You’ve heard that white balance is important for getting good results in infrared photography. Most cameras you can just set this in camera, and it gives you nice photos that are ready to use. Sometimes though, the camera’s white balance range is too narrow for IR, and trying to set a white balance just gives you an error and leaves you a pink image. This is a particular problem for Nikon cameras, where many models will not set a white balance at all with any filter. In milder cases, the camera may set a white balance for the 850nm and 720nm infrared filters, but not set one for the 590nm or 665nm IR filters. The Nikon J1 and many Nikon DSLRs fall in this category. The third category is the cameras that will set the closest white balance it can, but that white balance isn’t good enough for post processing. This is an issue with a lot of the Fuji cameras when working with the 590 and 665nm filters, like below. This can be particularly frustrating, because it will seem like the white balance set, and you may not realize there is an issue until you try post processing your photos.
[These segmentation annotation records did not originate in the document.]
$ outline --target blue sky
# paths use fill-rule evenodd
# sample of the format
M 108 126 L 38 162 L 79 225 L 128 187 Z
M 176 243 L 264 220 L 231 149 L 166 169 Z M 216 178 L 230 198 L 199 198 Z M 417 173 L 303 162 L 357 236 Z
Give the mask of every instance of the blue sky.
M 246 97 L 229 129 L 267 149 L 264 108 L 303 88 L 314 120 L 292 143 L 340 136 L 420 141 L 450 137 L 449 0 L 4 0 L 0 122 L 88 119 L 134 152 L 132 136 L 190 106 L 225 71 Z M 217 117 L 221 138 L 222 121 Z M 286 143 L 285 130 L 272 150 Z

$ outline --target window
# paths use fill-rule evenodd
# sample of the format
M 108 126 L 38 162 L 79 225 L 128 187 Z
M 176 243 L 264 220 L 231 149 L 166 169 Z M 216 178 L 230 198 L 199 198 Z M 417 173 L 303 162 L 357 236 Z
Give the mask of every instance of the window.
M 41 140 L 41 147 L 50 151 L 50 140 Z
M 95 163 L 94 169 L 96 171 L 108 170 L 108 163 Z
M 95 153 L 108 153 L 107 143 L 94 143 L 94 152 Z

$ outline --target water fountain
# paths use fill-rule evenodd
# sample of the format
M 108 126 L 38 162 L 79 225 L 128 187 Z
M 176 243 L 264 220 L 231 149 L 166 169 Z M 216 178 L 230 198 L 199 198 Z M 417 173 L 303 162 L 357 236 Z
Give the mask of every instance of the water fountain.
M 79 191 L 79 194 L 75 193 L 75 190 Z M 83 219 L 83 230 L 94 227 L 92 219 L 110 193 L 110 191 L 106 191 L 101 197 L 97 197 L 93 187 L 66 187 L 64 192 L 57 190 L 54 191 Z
So what do you do? Luckily, raw files can come to the rescue! Raw files save the data from the sensor prior to compressing the shot to a jpeg. This lets you tweak exposure and contrast, and importantly for us, set a new white balance point. Unfortunately, depending on your raw converter, the white balance range that you can set in software may be even more limited than your camera’s range. The Photoshop Raw converter is often too limited.
I want to digress here for a second. Some people claim that raw is absolutely necessary for IR post processing. That is not the case, all you need is to be able to set a good white balance, and usually you do not need raw for that. In fact in some cameras and some raw converters it works better to set the white balance in camera. If you are processing for false color infrared, you will need to convert to JPEG regardless to perform a channel swap and actually see what you are working with.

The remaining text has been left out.